Le difficoltà degli apolidi in Italia

In Italia ci sono 15mila apolidi: persone che per diverse ragioni non hanno cittadinanza e passaporto, e per questo non possono studiare, sposarsi, lavorare e non hanno accesso ai diritti fondamentali. La maggior parte degli apolidi in Italia sono persone fuggite dalla ex Jugoslavia durante la guerra. In Europa sono 600mila a vivere in queste condizioni.

L’apolidia è una condizione che può diventare una condanna in un paese come l’Italia, dove il riconoscimento dello status è molto difficile. A causa di procedure burocratiche complicate in Italia solo 606 persone hanno ottenuto lo status di apolide, che gli garantisce di avere documenti regolari. Inoltre l’apolidia si tramanda di padre in figlio a causa dello ius sanguinis in vigore in Italia, che prevede che possano essere cittadini italiani solo i figli di italiani, oppure i bambini nati in Italia da genitori di nazionalità straniera solo al compimento della maggiore età.

Ramadan è nato in Macedonia ed è stato abbandonato dai genitori, è cresciuto con i nonni che non lo hanno mai registrato all’anagrafe e non lo hanno mai mandato a scuola. Dopo la morte dei nonni, quando Ramadan aveva dieci anni, il ragazzo ha deciso di trasferirsi in Italia, qui ha incontrato Elena e se ne è innamorato. “Io vedo per lui, sento per lui, parlo per lui. E per i miei figli”, afferma Elena che ha la cittadinanza romena e nel frattempo è diventata madre di quattro figli che hanno rischiato di essere apolidi come il loro padre.

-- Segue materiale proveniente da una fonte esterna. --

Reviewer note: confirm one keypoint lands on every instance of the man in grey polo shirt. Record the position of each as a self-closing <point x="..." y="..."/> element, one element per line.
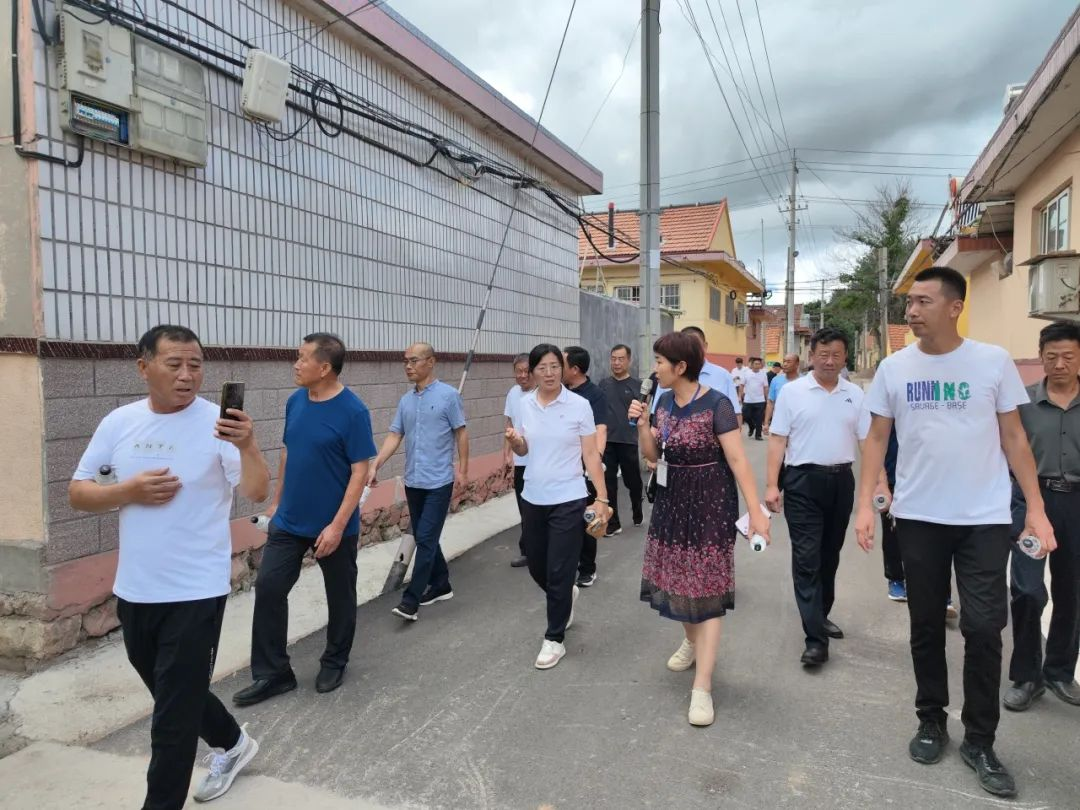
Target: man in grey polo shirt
<point x="432" y="421"/>
<point x="1052" y="423"/>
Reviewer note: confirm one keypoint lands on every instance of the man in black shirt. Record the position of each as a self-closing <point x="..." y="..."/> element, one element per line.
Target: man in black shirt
<point x="620" y="389"/>
<point x="576" y="378"/>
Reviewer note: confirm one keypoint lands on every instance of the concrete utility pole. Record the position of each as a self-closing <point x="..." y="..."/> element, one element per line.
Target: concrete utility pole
<point x="649" y="259"/>
<point x="790" y="286"/>
<point x="883" y="297"/>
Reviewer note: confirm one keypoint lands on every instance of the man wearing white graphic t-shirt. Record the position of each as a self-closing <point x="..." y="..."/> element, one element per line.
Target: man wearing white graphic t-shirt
<point x="955" y="406"/>
<point x="175" y="464"/>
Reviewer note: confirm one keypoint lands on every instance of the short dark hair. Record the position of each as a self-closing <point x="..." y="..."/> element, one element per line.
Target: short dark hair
<point x="1058" y="331"/>
<point x="953" y="281"/>
<point x="678" y="347"/>
<point x="828" y="335"/>
<point x="148" y="343"/>
<point x="328" y="349"/>
<point x="542" y="350"/>
<point x="578" y="356"/>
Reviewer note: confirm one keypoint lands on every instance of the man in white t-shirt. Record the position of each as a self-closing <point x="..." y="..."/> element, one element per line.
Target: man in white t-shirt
<point x="523" y="383"/>
<point x="170" y="464"/>
<point x="955" y="405"/>
<point x="755" y="392"/>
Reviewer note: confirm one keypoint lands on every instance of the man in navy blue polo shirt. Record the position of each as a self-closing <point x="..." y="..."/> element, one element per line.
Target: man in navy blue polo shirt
<point x="432" y="421"/>
<point x="321" y="477"/>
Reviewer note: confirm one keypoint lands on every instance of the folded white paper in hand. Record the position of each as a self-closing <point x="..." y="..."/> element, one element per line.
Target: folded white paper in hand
<point x="742" y="525"/>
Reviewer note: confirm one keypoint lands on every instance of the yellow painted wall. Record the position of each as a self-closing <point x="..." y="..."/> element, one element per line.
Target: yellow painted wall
<point x="998" y="307"/>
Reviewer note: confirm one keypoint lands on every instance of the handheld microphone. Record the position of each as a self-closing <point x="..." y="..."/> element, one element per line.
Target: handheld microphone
<point x="648" y="388"/>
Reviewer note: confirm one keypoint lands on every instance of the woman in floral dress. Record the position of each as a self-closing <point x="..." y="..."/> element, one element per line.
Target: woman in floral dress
<point x="689" y="555"/>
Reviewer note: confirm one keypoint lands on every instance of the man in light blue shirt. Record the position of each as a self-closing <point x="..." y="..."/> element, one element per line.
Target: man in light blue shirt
<point x="432" y="421"/>
<point x="712" y="375"/>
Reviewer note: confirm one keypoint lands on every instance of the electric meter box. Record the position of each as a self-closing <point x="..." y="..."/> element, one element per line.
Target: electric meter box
<point x="266" y="86"/>
<point x="170" y="104"/>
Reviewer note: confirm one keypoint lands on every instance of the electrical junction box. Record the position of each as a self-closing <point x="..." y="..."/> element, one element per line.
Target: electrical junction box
<point x="170" y="104"/>
<point x="266" y="86"/>
<point x="95" y="76"/>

Sandokan è nato in Italia e ha perso il diritto alla cittadinanza italiana a causa della guerra in Bosnia e delle rigide regole previste dal diritto italiano per gli apolidi. Una persona nata in Italia può chiedere la cittadinanza solo quando ha raggiunto la maggiore età, ma questa possibilità rimane aperta solo per un anno. Quando Sandokan ha compiuto diciotto anni nel suo paese d’origine, la Bosnia, c’era la guerra e il ragazzo non è riuscito a ottenere un documento richiesto dalle autorità italiane.

I figli di Sandokan hanno ereditato l’apolidia del padre. Cristina, la maggiore delle figlie è nata con gravi disabilità fisiche e mentali e non ha avuto accesso a cure adeguate fino a 16 anni. A 18 anni Cristina è in procinto di chiedere la cittadinanza italiana, ma le autorità gliela vogliono negare a causa della sua disabilità mentale: Cristina infatti non può dare un consenso consapevole.

Il 25 novembre 2015 la Commissione diritti umani del senato in collaborazione con il Consiglio italiano per i rifugiati e l’Alto commissariato delle Nazioni Unite per i rifugiati (Unhcr) ha presentato il disegno di legge sul riconoscimento dello status di apolide.

Il fotografo Denis Bosnic ha scattato queste foto nell’ambito della campagna #NonEsisto, organizzata dal Consiglio italiano per i rifugiati (Cir) e realizzata con il sostegno della Open society foundations.